His rich brown eyes will convey profound
intelligence and sensitivity to the subtlest
shifts in my mood. Those eyes will never
get infected and fill with viscous yellow pus
we must wipe with Q-Tips and cure with
sticky ointment, awkward for us both.
My dog will lie by my feet while I read
the Sunday Times he fetched from the lawn
and delivered dry from his slobber-free
mouth, and he’ll wait for his walk
until I complete the crossword.
And when we walk he’ll heel until I hurl
a tennis ball. Watch him streak across
the grassy field, catch it on first bounce
and, with gleeful tail, surrender the prize to me
for another go. He will never drop dead
birds or vermin on the front stoop like
the neighbor's dog they had to put to sleep.
At poop time he will drag his leash from
the closet, jangling across the tile to my chair.
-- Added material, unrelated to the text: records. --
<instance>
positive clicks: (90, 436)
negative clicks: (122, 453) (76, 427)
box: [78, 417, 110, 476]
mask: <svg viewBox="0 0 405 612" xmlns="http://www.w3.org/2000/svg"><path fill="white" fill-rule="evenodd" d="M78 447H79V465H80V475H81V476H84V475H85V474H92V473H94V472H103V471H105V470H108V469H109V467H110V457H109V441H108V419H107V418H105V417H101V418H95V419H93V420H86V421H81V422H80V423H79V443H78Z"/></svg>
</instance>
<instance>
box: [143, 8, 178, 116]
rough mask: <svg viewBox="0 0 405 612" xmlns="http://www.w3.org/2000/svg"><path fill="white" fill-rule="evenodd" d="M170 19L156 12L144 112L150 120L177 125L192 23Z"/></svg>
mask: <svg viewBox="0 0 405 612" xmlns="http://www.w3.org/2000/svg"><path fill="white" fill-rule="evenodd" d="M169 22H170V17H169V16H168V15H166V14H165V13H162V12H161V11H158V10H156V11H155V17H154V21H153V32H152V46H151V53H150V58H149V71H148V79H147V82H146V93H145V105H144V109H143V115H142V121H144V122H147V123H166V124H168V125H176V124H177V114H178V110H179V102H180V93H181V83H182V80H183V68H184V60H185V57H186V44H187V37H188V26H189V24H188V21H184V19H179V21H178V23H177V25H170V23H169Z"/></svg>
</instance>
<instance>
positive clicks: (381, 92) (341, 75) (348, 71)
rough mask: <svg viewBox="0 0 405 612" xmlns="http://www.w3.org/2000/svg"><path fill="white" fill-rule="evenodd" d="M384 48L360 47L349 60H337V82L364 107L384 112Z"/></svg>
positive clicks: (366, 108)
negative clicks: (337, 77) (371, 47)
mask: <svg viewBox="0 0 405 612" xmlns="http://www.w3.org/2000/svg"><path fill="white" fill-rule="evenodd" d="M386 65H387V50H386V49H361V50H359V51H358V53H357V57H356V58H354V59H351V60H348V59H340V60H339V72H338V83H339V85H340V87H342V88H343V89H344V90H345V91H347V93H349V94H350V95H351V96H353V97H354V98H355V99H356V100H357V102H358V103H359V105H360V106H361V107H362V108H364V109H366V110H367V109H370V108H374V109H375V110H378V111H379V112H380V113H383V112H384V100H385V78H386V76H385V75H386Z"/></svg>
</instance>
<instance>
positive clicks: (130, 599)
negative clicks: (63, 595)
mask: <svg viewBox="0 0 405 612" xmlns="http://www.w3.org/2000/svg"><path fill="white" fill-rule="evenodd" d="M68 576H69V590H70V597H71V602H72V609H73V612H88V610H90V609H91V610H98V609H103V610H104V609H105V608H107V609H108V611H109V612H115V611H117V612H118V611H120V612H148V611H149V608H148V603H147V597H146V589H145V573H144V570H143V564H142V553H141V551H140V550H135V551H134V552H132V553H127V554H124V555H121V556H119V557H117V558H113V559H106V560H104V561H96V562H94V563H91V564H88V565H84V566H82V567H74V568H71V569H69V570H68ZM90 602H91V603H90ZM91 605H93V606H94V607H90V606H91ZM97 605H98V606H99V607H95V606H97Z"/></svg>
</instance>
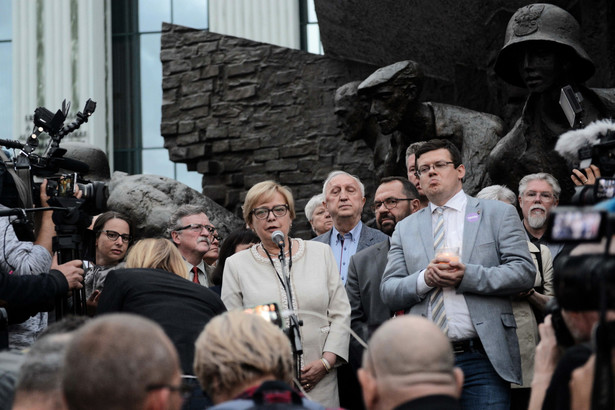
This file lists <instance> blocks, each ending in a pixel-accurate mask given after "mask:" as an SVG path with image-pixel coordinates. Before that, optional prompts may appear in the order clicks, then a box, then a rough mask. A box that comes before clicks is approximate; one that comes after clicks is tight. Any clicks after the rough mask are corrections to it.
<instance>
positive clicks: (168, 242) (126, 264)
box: [126, 238, 188, 279]
mask: <svg viewBox="0 0 615 410" xmlns="http://www.w3.org/2000/svg"><path fill="white" fill-rule="evenodd" d="M126 267H127V268H150V269H162V270H166V271H167V272H172V273H174V274H176V275H177V276H181V277H182V278H184V279H188V273H187V272H186V264H185V263H184V259H183V258H182V255H181V253H179V250H177V247H176V246H175V245H174V244H173V243H172V242H171V241H169V240H166V239H153V238H149V239H143V240H140V241H139V242H137V243H136V244H135V245H134V246H133V247H132V249H131V250H130V252H128V256H127V257H126Z"/></svg>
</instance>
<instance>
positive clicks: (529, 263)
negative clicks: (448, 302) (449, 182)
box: [380, 196, 536, 384]
mask: <svg viewBox="0 0 615 410" xmlns="http://www.w3.org/2000/svg"><path fill="white" fill-rule="evenodd" d="M467 199H468V203H467V206H466V217H465V222H464V229H463V245H462V252H461V261H462V262H463V263H464V264H465V265H466V272H465V274H464V277H463V279H462V281H461V283H460V284H459V286H458V287H457V293H462V294H463V295H464V297H465V300H466V303H467V304H468V310H469V312H470V317H471V319H472V322H473V324H474V328H475V329H476V332H477V334H478V337H479V338H480V340H481V342H482V344H483V346H484V348H485V352H486V353H487V356H488V357H489V360H490V361H491V364H492V365H493V367H494V369H495V370H496V372H497V373H498V374H499V375H500V377H502V378H503V379H504V380H506V381H509V382H512V383H518V384H521V361H520V357H519V343H518V340H517V335H516V332H515V329H516V323H515V319H514V316H513V313H512V307H511V305H510V301H509V298H508V296H509V295H512V294H515V293H517V292H521V291H525V290H527V289H529V288H531V287H532V286H533V284H534V277H535V275H536V270H535V267H534V264H533V263H532V258H531V256H530V253H529V250H528V246H527V242H526V237H525V231H524V230H523V225H522V223H521V220H520V219H519V216H518V214H517V211H516V210H515V208H514V207H512V206H511V205H508V204H505V203H503V202H499V201H490V200H479V199H476V198H472V197H470V196H468V197H467ZM433 257H434V249H433V230H432V226H431V214H430V211H429V207H427V208H424V209H421V210H420V211H418V212H416V213H414V214H412V215H410V216H408V217H407V218H405V219H404V220H402V221H400V222H399V223H398V224H397V227H396V229H395V232H394V233H393V237H392V240H391V249H390V250H389V255H388V263H387V266H386V269H385V272H384V276H383V278H382V283H381V285H380V291H381V295H382V300H383V301H384V302H385V303H386V304H387V305H388V306H389V308H390V309H391V310H400V309H409V311H410V313H412V314H418V315H422V316H427V308H428V304H429V300H428V299H429V298H427V297H426V296H427V295H419V294H418V293H417V278H418V276H419V273H420V271H421V270H423V269H425V268H426V267H427V265H428V264H429V261H431V260H432V259H433Z"/></svg>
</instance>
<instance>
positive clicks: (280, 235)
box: [271, 231, 284, 249]
mask: <svg viewBox="0 0 615 410" xmlns="http://www.w3.org/2000/svg"><path fill="white" fill-rule="evenodd" d="M271 240H272V241H273V242H274V243H275V244H277V245H278V246H279V247H280V249H284V234H283V233H282V231H274V232H273V233H272V234H271Z"/></svg>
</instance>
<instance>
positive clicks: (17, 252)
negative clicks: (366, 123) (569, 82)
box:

He will never get diarrhea and soil the Oriental,
then whimper or cower in the corner.
And when I have my heart attack, I don't know
if he will punch 9-1-1 with his nose
like the schnauzer in the news,
but surely he’ll cover my body with his, so
the EMTs won't find me jittery with shock.
While waiting for the ambulance, I’ll thank
my wife for this beast, warming the pain,
a gift as perfect as our children who,
when we play tennis, won't serve as hard
as they can and will blow some shots
to let me think that by some necessary miracle
I’ve survived and will win in the end.